The mission of the Microbiome Analysis Core is to provide formalized support, at the highest quality standards, for human microbiome-related studies and to foster collaborative initiatives in microbiome research.
The provision of Microbiome Analysis Core services is concentrated around the following aims:
Provide consultation for microbiome project development
This includes consultation on experimental design, sample handling and sequencing, grant proposal development, study power estimation, bioinformatics, and statistical data analysis.
Provide validated end-to-end meta’omic analysis of microbial community data
Using open-source analytical methods developed in the Huttenhower laboratory and by other leaders in the field, we provide cutting-edge microbiome informatics and analysis.
Support fully-collaborative grant-funded investigations
This includes preliminary data development, hypothesis formulation, grant narrative development, data analysis and biological inference, custom software development, and co-authored dissemination of findings.
The Microbiome Analysis Core is sustained by a fee-for-service model and grant-incorporated effort levels. The first five hours of consultation are free of charge, and subsequent services are invoiced at $150/hour of person-time for academic institutions (not only limited to Harvard) and $250/hour for industry institutions. This rate supports advanced consultation, analysis, administrative tasks, FASRC compute cluster cycles, and data storage.
Contact us for consultations, service requests, letter of support, or to discuss a collaboration.
Summary of common workflows of data analysis
Amplicon (16S rRNA / ITS) or shotgun metagenomic, metatranscriptomic (SG) sequencing data is passed through a quality control pipeline using the bioBakery workflows. 16S / ITS: The amplicon sequence data pipelines consist of two approaches, USEARCH / VSEARCH and DADA2 to identify operational taxonomic units (OTUs) and amplicon sequence variates (ASVs), respectively. These taxonomic profiles are then passed to PICRUSt, which infers gene content and abundance of taxa, to predict the metagenome composition of the 16S-resolved community. PICRUSt predicted metagenomes are amenable to similar downstream analysis as metagenomes identified from shotgun sequencing data, but with taxonomic resolution limited by 16S. In tiered-design studies, MicroPita takes as input results from 16S surveys to inform sample subset selection for SG follow-up work, governed by user-specified features of interest (clinical/environmental metadata, diversity measures, etc.). SG: Microbiome composition (bacteria, archaea, viruses and eukaryotic microbes) is gleaned from SG sequencing data using MetaPhlAn2, which resolves taxonomic diversity and abundance at the subspecies level.

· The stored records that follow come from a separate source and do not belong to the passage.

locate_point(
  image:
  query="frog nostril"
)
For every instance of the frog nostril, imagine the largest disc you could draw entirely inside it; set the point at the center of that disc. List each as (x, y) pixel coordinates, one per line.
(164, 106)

Metagenomes, both PICRUSt-predicted and SG-sequenced, can further be passed through the HUMAnN2 pipeline. HUMAnN2 determines conservation and abundance of gene modules (sets of genes related by sequence and function) and biochemical pathways to reveal the metabolic potential of the microbial community.
Data features derived with these algorithms, including gene/pathway presence and abundance, gene expression, microbiome composition, OTUs, ASVs, or peptide identifications from metaproteomics and compound tables from meta-metabolomics, can be integrated with clinical and environmental metadata using LEfSe and MaAsLin2. LEfSe identifies those data features that are distinct between a pair of metadatums (e.g. differences between two sampling sites, two clinical outcomes, two biochemical markers, two modalities, etc.). MaAsLin2 extends the functionality of LEfSe to identify associations between data features and multiple metadata factors, which can be discrete and/or continuous and can include time series data.
For computing infrastructure, the Microbiome Analysis Core uses the FAS Research Computing cluster. Your meta’omic data is housed on dedicated and regularly backed-up network storage drives. With written consent of the Investigator, data will be removed from our storage after six months of inactivity following completion of collaboration.
Co-authorship is not required, but we ask Investigators to adhere to the standard practice of acknowledging Core services in peer-reviewed publications or grant proposals. The Microbiome Analysis Core follows accepted scientific criteria for authorship for statisticians in medical papers (see article), and authorship is discussed with the Investigator at the start of collaboration. Examples of Core contribution that warrant authorship:
- Major role in study conception and design
- Development of custom analysis methods, tailored specifically for the project
- Biological interpretation of analyzed results
- Contribution of intellectual content to manuscript (not only description of methods used)
When authorship is not shared, all data prepared and compiled by the Microbiome Analysis Core shall be the property of the Investigator and deemed as works made for hire, upon settlement of invoices for services rendered. Source code for custom built analysis software is not the property of the Investigator, and is reused, distributed, and modified under a Harvard University approved open source license. For provision of services, the Microbiome Analysis Core requires that payment arrangements are made prior to start of collaboration, and that payment is remitted prior to release of results.